La denunciante es Karla Morínigo, quien realizó un descargo vía redes sociales. Había dejado el inmueble al cuidado de su amiga y ésta decidió venderla.


Hace poco menos de un año, Karla Morínigo le dejó las llaves de su casa a una amiga para que se la cuidara. Lucila, la amiga en cuestión, decidió vender el inmueble que había quedado a su cargo. Ahora la dueña de la propiedad intenta recuperar la vivienda e intenta establecer qué fue lo que sucedió.

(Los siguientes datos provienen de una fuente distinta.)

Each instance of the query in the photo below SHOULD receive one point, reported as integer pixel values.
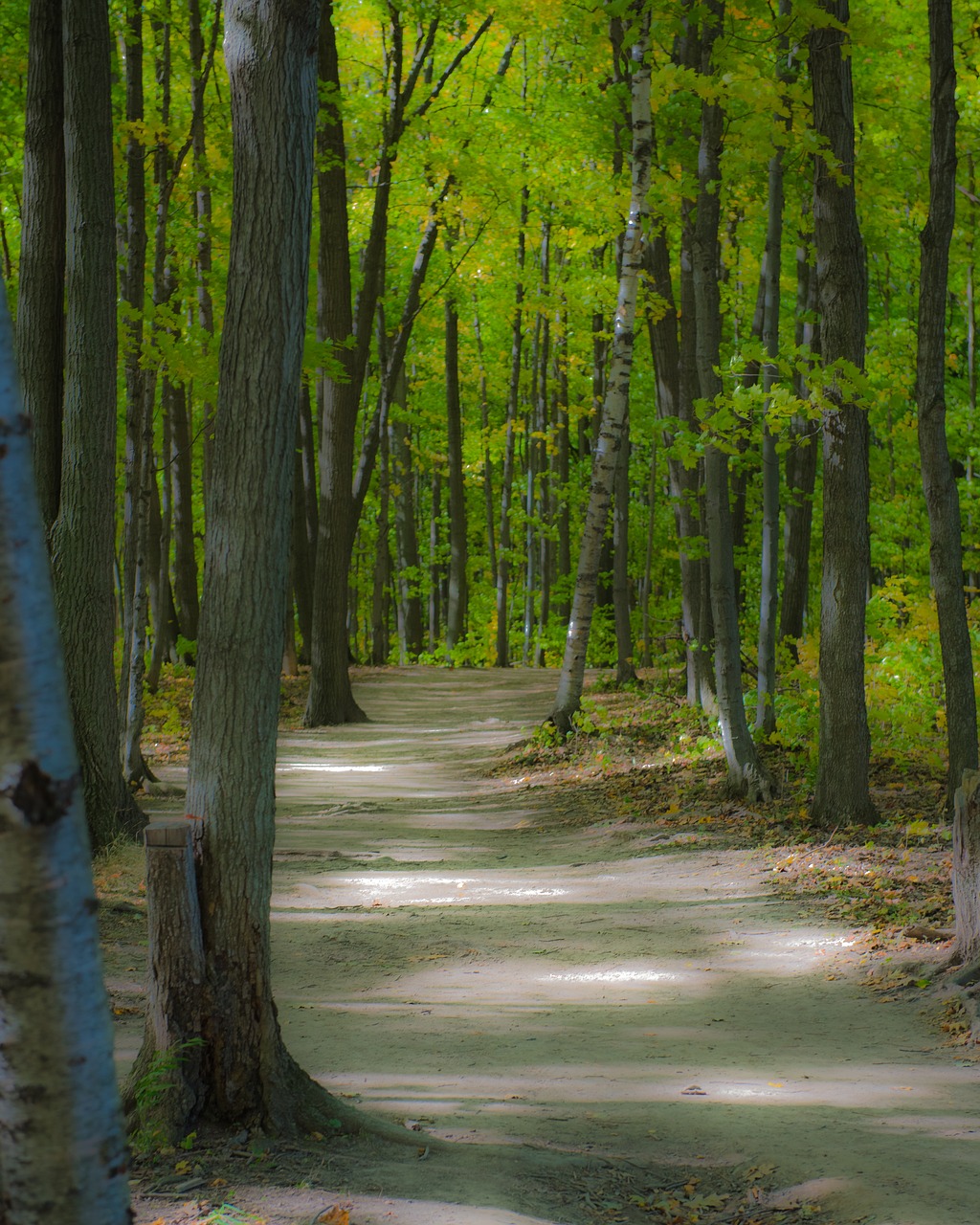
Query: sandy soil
(449, 957)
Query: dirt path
(441, 957)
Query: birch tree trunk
(605, 456)
(456, 611)
(245, 1075)
(769, 561)
(506, 479)
(842, 792)
(940, 488)
(82, 537)
(801, 467)
(62, 1149)
(746, 773)
(40, 284)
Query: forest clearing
(589, 966)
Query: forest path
(446, 958)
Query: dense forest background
(473, 179)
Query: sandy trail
(440, 956)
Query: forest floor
(625, 997)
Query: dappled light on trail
(506, 965)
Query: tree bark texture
(940, 488)
(83, 533)
(40, 297)
(271, 53)
(967, 867)
(769, 561)
(605, 456)
(842, 791)
(801, 467)
(331, 700)
(456, 611)
(745, 769)
(62, 1149)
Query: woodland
(637, 335)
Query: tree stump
(163, 1088)
(967, 870)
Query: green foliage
(151, 1090)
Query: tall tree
(40, 299)
(244, 1075)
(83, 533)
(746, 773)
(842, 791)
(612, 432)
(62, 1151)
(942, 500)
(769, 568)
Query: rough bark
(245, 1076)
(685, 481)
(967, 869)
(200, 74)
(456, 611)
(746, 774)
(139, 419)
(331, 699)
(940, 488)
(82, 536)
(625, 670)
(488, 464)
(506, 479)
(769, 561)
(568, 696)
(801, 467)
(40, 285)
(304, 522)
(842, 791)
(406, 534)
(62, 1150)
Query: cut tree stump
(967, 869)
(173, 1018)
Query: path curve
(440, 956)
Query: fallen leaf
(333, 1216)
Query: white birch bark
(62, 1150)
(612, 432)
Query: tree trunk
(769, 568)
(179, 475)
(245, 1076)
(967, 869)
(685, 484)
(139, 446)
(304, 522)
(83, 533)
(331, 700)
(200, 74)
(605, 457)
(506, 478)
(625, 670)
(942, 500)
(801, 467)
(488, 466)
(842, 792)
(406, 536)
(435, 563)
(381, 593)
(40, 293)
(62, 1149)
(746, 773)
(456, 611)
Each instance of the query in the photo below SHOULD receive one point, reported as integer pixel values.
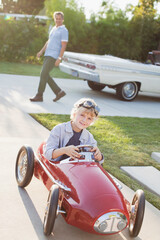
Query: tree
(144, 17)
(22, 6)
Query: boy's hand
(97, 154)
(72, 151)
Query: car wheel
(24, 166)
(127, 91)
(137, 213)
(51, 210)
(96, 86)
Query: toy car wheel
(127, 91)
(137, 213)
(96, 86)
(24, 166)
(51, 210)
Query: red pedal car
(82, 191)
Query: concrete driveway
(22, 210)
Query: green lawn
(124, 141)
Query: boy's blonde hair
(79, 106)
(58, 13)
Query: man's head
(58, 18)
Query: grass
(28, 70)
(124, 141)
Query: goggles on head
(88, 105)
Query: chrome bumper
(80, 73)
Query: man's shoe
(59, 95)
(37, 98)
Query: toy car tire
(51, 210)
(24, 166)
(136, 217)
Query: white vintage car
(127, 77)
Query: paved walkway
(22, 211)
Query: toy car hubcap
(133, 214)
(22, 166)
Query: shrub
(21, 39)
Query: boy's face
(83, 119)
(58, 20)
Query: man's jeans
(45, 78)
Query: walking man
(54, 49)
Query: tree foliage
(110, 31)
(22, 6)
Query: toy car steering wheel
(86, 155)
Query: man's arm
(63, 48)
(42, 50)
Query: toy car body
(82, 191)
(125, 76)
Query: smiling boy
(65, 137)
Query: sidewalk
(22, 217)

El hecho sucedió en noviembre de 2018. La denuncia por parte de Morínigo fue realizada en la Seccional n°4 donde, tras relatar lo que le había ocurrido, formalizaron su acusación. Sin embargo, el panorama dio un giro inesperado ya que, el mes pasado, Karla se enteró de que la oficial de la comisaría que se encargó de redactar su denuncia era la flamante “nueva dueña” de su casa.

Según manifestó la víctima, el jefe de Tierras Diego Pimentel le informó que “un papel de rentas no era un título de propiedad” y que, además, las documentaciones con las que cuenta la denunciante alegan que es ella la titular del terreno. Luego de mantener este diálogo, se dirigió hasta el Juzgado de Instrucción n°3, pero según precisó se negaron a recibirla.